The paper introduces a use case of travel planning to explore the requirements of LLM agents' communication. These agents must balance adaptation with constraints such as privacy (preventing unnecessary data sharing) and security (maintaining task integrity against potentially self-serving entities).

Figure 2: The assistant is given a goal that has multiple objectives, conditions, and constraints. It can access the user's environment to query information or perform actions. The assistant also interacts with a third party that has a database of options to fulfill the goal.

Firewall-Based Framework

The researchers detail a framework that applies dynamic constraints through simulations that act as prior models. This setup includes multiple firewalls:

Input Firewall: Converts external inputs into a specific protocol to negate manipulation via exploitive discourse.
Data Firewall: Abstracts user data to provide only the minimal necessary information for task fulfillment.
Trajectory Firewall: Helps the agent self-correct its path regularly using past data, maintaining adherence to user's goals and preferences.

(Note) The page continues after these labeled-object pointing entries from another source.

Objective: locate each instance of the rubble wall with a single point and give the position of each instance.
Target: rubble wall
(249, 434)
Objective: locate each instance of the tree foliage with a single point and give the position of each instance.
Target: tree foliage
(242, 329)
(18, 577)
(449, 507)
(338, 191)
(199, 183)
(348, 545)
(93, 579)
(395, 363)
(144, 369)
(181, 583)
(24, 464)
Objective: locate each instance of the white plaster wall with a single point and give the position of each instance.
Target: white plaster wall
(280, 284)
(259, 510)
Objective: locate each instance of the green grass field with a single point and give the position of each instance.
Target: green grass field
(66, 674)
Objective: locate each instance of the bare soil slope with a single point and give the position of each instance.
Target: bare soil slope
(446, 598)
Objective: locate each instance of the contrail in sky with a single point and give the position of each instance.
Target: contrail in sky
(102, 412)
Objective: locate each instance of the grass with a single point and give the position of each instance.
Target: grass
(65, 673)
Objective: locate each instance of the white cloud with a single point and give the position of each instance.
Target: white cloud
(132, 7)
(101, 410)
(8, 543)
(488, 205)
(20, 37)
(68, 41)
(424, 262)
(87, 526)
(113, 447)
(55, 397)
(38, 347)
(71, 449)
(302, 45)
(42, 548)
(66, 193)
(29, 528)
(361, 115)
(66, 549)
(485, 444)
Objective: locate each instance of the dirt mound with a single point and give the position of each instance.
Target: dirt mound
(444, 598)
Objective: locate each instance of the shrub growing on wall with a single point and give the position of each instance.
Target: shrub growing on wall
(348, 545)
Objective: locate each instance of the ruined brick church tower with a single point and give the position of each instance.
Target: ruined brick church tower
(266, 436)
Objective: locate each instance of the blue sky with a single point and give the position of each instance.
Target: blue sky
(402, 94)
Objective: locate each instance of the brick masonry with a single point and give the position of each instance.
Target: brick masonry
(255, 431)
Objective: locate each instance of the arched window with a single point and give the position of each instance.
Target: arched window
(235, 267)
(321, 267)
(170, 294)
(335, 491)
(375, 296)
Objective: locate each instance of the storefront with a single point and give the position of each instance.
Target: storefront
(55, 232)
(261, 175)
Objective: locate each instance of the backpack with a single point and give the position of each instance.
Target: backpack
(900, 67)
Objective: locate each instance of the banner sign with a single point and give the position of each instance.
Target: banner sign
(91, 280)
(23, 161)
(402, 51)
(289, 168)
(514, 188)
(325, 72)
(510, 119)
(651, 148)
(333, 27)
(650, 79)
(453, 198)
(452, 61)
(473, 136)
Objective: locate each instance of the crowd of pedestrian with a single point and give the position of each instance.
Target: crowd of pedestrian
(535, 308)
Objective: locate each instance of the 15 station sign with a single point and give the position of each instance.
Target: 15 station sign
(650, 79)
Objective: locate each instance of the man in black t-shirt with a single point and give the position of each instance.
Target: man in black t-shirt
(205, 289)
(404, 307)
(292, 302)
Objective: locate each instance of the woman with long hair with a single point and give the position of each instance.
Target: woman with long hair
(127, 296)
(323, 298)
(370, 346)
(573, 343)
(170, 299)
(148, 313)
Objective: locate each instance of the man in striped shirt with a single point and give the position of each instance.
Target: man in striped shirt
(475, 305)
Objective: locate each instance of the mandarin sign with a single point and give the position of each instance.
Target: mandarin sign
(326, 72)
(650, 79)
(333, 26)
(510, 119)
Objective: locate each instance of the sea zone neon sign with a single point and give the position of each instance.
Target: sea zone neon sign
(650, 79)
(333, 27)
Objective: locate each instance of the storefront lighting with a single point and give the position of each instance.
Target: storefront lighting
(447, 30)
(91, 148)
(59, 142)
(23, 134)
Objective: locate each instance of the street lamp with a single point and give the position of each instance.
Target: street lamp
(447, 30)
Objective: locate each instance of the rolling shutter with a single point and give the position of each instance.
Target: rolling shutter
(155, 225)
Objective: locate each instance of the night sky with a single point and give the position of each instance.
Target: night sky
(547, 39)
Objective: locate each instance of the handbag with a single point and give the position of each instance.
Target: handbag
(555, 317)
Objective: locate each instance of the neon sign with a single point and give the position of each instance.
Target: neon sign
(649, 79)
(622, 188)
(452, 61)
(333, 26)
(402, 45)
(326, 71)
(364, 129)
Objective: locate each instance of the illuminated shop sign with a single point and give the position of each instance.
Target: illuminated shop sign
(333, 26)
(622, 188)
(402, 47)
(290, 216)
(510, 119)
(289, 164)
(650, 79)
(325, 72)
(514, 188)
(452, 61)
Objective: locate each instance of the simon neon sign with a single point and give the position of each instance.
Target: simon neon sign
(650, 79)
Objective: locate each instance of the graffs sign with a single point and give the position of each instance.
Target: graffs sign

Each firewall stage relies on established "rules" refined through previous simulations, enhancing adaptability while retaining security and utility.

Experimental Results

The authors tested this approach against various benign and malicious scenarios, evaluating the agent’s ability to resist data leakage, avoid unnecessary itinerary actions (such as unwanted upselling), and maintain overall system integrity. The results showed significant improvements:

Data leakage reduced from 70% to less than 2%.
"Delete calendar entry" attacks saw success rates drop from 45% to zero.
Trajectory-dependent attacks, including coercive upselling, were significantly mitigated.

Discussion

The authors explored potential extensions of the framework across various tasks beyond travel planning. They noted the importance and feasibility of expanding the guidelines for different contexts while maintaining robust privacy and security standards—hinting at future applications in automating complex user workflows.

Conclusion

The paper highlights the necessity of protecting LLM agentic networks using dynamic, simulation-informed constraints or "firewalls," where adaptability must meet strict privacy and security standards. This work underpins the future viability of LLM-based systems amidst complex human-agent interactive environments. By adopting these defensive strategies, the authors pave the way for deploying safe and effective LLM agent networks.